En ce qui concerne les 'estimations' et le chiffrage des dégâts occasionnés par Sandy, la fourchette est relevée de 10Mds$ (entre 20 et 30Md$): l'essentiel des coûts sont liés à des inondations.

'Le quartier de Manhattan reste en partie inondé et de nombreux intervenants ne pourront pas accéder à leur poste de travail faute de transport en commun', précise Aurel BGC, ajoutant que 'les sièges des banques comme Goldman Sachs, Citigroup, New York Mellon vont rester fermés'.

Selon le bureau d'études, l'évaluation du coût économique du passage de Sandy va être au coeur des préoccupations des analystes. 'Les chiffres mensuels sur octobre et novembre seront très difficiles à interpréter', indique-t-il. 'Une baisse des ventes immobilières, du moral des ménages, des ventes au détail ou de la production industrielle sur octobre ne sera pas significative comme le rebond technique des indicateurs en novembre', renchérit-il.

'Ces indicateurs devraient peu affecter le comportement des marchés. Nous entrons dans une période de chiffres économiques difficilement interprétables. Il sera difficile d'avoir une analyse économique fine de la conjoncture américaine avec le passage de ce cyclone.'

Total figure dans le haut du CAC 40, progressant de 0,7% à 39,24 euros, la compagnie pétrolière ayant accru d'un quart son résultat opérationnel net ajusté des secteurs, en dépit d'une production journalière affectée par des accidents en Mer du Nord et au Nigéria.

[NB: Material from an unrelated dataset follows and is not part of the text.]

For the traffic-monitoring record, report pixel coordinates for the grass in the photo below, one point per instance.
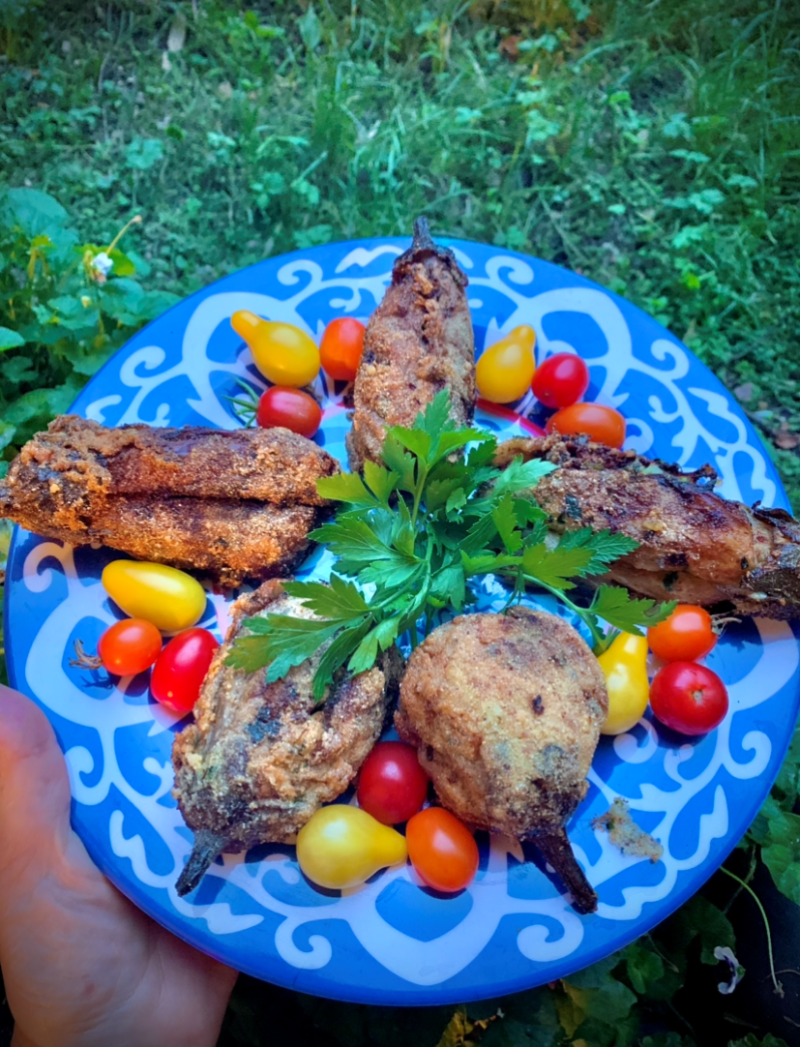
(654, 148)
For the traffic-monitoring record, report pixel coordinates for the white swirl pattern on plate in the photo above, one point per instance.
(263, 904)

Lafarge et Schneider affichent un gain de 1% à 17,9 euros, Peugeot se redresse de +2,2% à 4,965E après une série noire historique de 8 séances de repli consécutif.
A l'inverse, Crédit Agricole recule de -2,3%, Accor et Sanofi de -2,2% et Sté Générale de -2,1%.
Arcelor Mittal chute de -5,7%, après avoir publié des résultats jugés décevants par les analystes, au titre du troisième trimestre.

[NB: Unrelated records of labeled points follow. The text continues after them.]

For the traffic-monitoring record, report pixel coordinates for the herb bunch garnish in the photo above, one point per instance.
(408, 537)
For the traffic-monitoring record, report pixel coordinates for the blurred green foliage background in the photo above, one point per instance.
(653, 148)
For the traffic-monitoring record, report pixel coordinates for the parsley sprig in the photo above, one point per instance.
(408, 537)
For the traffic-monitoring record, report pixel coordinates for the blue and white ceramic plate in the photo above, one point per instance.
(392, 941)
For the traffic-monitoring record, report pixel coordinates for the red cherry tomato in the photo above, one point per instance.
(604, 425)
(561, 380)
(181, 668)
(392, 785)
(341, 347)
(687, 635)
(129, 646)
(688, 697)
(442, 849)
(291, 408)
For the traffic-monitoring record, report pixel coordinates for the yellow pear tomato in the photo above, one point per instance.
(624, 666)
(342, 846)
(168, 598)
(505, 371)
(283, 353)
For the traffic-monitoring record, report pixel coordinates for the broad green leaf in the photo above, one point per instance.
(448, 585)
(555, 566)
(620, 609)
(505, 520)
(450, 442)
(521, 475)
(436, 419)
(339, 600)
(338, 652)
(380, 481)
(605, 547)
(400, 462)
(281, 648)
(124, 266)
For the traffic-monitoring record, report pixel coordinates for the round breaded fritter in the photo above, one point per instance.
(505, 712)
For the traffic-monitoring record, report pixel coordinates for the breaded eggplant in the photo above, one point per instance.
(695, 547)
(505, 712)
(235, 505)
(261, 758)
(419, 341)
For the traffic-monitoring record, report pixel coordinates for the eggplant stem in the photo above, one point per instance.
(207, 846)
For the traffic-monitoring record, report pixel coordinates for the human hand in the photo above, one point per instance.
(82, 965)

Air France-KLM caracolait en tête du SBF 120 et s'envole de 8,4% à 6,445E. La compagnie aérienne a dévoilé un résultat d'exploitation trimestriel en augmentation de 27%, malgré une hausse de la facture carburant.

A l'inverse, Rexel recule de 7,5% et fait figure de lanterne rouge de l'indice, le distributeur de matériel électrique professionnel ayant revu en légère baisse sa prévision de marge d'EBITA ajustée, à l'occasion de son point d'activité (sans oublier la démission du directeur financier).

Parmi les valeurs plus modestes, AB Science a complètement inversé la vapeur, passant d'un gain de 15% (22E) à un repli final de -3,8% sous 18E, après avoir annoncé que l'AEM allait examiner la demande d'autorisation conditionnelle de mise sur le marché de son mastinib, pour traiter un cancer du pancréas.